I've been blogging about my children being sick, meaning that I am not out to hide this. In fact, we have known for a while that November is going to be a difficult month where the flu (any flu) is concerned. Life goes on as usual for us, and we do not particularly try to avoid crowded places or people we think may be sick etc. I may even have been trying to expose my children and myself to the circulating viruses, hoping to catch them and be done with being sick before the Christmas holidays begin. The important thing is to be informed about available treatment and to have some faith in the existing health system. So I wasn't complaining when they fell sick last week, and am certainly not out on a witch hunt to find out where and how they got sick.
My children, like Hub and myself, rarely fall sick (touch wood). I am not a paranoid parent. I am not very strict with hygiene. I do not recall having sterilised milk bottles when they were babies (just rinsed them in hot water) and none of them had colic or whatever. We eat quite local when we travel (without taking obvious risks, of course) and I've fed them curries since they were in the womb. I don't rush to the A&E for nothing and I don't go crazy over homeopathy. When there is a fever, I administer paracetamol and lots of vitamin C, towelling the patient down if necessary and above all, I give him a bottle of water and advise him to sleep, play, watch TV with it. If he feels up to it, he can eat fries, drink coke and eat ice cream. I don't have a problem with that. I probably subscribe to the belief that half of any illness is psychological.
Thus far, the kids have always been good sick patients. They don't spend their time when they are sick feeling or acting sick. They recover quite quickly most of the time and they stay healthy more often than sick. I am probably just lucky, but I think that my non-smothering attitude towards illness has some part to play in it.
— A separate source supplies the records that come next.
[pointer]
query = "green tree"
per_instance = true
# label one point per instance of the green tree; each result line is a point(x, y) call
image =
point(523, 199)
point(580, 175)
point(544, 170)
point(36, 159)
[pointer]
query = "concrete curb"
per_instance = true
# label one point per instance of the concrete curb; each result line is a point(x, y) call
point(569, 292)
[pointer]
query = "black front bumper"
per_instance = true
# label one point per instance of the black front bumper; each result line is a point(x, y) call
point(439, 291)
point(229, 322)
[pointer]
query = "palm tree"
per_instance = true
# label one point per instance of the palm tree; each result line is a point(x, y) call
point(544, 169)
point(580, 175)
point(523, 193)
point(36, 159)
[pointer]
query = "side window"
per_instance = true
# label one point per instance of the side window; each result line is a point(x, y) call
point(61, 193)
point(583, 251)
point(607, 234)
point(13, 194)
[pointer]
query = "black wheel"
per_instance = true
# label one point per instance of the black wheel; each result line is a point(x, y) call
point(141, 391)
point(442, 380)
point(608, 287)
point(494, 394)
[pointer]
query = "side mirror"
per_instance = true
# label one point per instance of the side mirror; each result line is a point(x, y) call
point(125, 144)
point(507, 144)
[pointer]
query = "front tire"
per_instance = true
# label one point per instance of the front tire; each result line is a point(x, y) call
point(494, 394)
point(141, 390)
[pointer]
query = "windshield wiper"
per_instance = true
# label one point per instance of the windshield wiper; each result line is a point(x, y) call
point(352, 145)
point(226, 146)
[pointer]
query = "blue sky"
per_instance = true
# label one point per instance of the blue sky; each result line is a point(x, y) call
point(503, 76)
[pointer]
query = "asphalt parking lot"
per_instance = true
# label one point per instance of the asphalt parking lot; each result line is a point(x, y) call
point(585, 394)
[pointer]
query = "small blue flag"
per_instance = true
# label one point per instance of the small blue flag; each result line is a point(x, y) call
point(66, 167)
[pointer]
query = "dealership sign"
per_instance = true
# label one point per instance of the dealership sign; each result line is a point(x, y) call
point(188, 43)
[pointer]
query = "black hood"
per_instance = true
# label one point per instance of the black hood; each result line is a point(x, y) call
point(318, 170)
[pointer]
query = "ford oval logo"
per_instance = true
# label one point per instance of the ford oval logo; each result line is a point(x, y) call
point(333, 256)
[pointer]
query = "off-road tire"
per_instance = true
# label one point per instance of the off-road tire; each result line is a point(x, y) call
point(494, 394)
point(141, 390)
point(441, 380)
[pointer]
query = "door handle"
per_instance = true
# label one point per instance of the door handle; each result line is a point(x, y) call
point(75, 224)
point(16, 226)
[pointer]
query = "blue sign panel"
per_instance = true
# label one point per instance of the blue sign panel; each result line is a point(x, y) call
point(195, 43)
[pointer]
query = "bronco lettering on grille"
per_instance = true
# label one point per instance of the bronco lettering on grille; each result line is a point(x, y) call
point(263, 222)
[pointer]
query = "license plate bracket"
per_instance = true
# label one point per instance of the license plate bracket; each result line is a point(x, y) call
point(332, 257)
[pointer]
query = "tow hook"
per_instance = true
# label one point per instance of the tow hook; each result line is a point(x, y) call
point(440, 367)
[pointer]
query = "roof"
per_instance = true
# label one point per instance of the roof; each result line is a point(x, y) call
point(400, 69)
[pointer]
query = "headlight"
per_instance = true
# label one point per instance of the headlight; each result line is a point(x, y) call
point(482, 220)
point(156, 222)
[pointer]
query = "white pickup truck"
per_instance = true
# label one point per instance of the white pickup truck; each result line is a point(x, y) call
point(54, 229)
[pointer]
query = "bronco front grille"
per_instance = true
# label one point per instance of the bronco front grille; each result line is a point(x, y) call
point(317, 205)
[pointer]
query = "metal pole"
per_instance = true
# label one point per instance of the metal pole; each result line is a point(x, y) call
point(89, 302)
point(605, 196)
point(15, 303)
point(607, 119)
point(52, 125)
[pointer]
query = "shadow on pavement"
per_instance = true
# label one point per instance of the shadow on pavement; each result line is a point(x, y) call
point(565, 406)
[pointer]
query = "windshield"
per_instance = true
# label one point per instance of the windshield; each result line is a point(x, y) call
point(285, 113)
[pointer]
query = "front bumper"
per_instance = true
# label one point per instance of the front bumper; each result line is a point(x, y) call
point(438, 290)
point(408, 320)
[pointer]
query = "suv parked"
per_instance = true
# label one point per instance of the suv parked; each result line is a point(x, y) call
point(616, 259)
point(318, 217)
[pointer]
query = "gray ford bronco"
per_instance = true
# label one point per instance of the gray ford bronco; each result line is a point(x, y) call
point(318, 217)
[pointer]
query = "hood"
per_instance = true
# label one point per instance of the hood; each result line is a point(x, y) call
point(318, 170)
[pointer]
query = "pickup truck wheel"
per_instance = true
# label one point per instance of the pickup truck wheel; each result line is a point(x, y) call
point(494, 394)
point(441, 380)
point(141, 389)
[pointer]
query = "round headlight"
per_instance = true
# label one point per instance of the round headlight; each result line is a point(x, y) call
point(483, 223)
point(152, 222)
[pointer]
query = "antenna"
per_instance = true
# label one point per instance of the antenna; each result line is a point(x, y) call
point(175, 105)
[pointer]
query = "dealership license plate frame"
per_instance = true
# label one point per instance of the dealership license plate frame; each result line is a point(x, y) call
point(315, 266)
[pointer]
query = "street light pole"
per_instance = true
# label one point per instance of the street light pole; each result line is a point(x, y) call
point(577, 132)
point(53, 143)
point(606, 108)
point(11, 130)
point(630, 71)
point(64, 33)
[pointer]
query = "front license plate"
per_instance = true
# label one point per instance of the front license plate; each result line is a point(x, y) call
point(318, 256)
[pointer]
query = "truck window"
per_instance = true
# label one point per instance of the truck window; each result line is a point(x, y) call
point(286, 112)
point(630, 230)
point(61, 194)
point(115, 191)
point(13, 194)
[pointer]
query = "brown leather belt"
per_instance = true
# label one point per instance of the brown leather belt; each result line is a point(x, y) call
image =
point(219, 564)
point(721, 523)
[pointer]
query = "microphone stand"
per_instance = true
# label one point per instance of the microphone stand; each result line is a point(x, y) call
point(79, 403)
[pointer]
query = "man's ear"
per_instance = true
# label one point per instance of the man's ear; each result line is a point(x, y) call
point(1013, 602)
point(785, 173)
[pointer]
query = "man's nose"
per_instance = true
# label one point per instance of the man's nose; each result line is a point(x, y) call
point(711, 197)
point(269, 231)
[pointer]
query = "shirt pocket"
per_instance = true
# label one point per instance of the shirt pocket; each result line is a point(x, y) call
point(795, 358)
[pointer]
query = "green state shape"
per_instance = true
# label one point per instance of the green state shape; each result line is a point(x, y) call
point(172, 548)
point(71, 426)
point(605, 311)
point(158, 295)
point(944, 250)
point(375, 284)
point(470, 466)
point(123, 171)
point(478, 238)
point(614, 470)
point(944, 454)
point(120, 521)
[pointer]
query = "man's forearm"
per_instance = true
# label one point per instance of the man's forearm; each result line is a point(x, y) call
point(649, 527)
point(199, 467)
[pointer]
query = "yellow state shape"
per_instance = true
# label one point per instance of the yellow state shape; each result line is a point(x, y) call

So I guess I wasn't too sure how to act/react when I had a few mothers interrogating me in the last few days about my children's illnesses. I thought it was done out of goodwill, but subsequent remarks like "I wouldn't send him on the trip if I were you" or "If you don't call the teachers to find out how he's doing, I will" led me to suspect that they were really more worried about whether my child would pass on some virus to theirs than the poor child's actual state of health. Or they thought the teachers wouldn't know how to call me if he's sick.
I do not want to play down their concerns, and I certainly wouldn't deliberately let my children out to spread disease, but even if the Teenager still has something to pass on to his friends, they could ironically catch it from someone else, after all there were people at the train station, in the train, at the hotel, in the streets etc. For all you know, some of those kids could be at the tip of a coming illness (without knowing) when they set out for Munich. And while he wasn't 48 hours free from fever, he had been well for at least 36 hours and as far as I know, he was fine the whole of yesterday. Plus they are not in Africa, they are in Munich - the richest city in Germany. I'm sure they have good hospitals there. And if you think about it, Baby Boy was well for more than 56 hours before he fell sick again.
What I would like to know is what the etiquette is for dealing with that? Do I play along, apologise and act worried when I'm not so that I can reassure them in their need to worry? Or do I, like Hub suggested, just tell them to have a life and leave the poor children to their fate : to catch a virus or not to catch one?
PS : By the way, we do not know if any of the children had flu. I only mentioned they had fever and 2 coughed. The doctor said they don't test anymore for H1N1. It could be just a cold for all you know.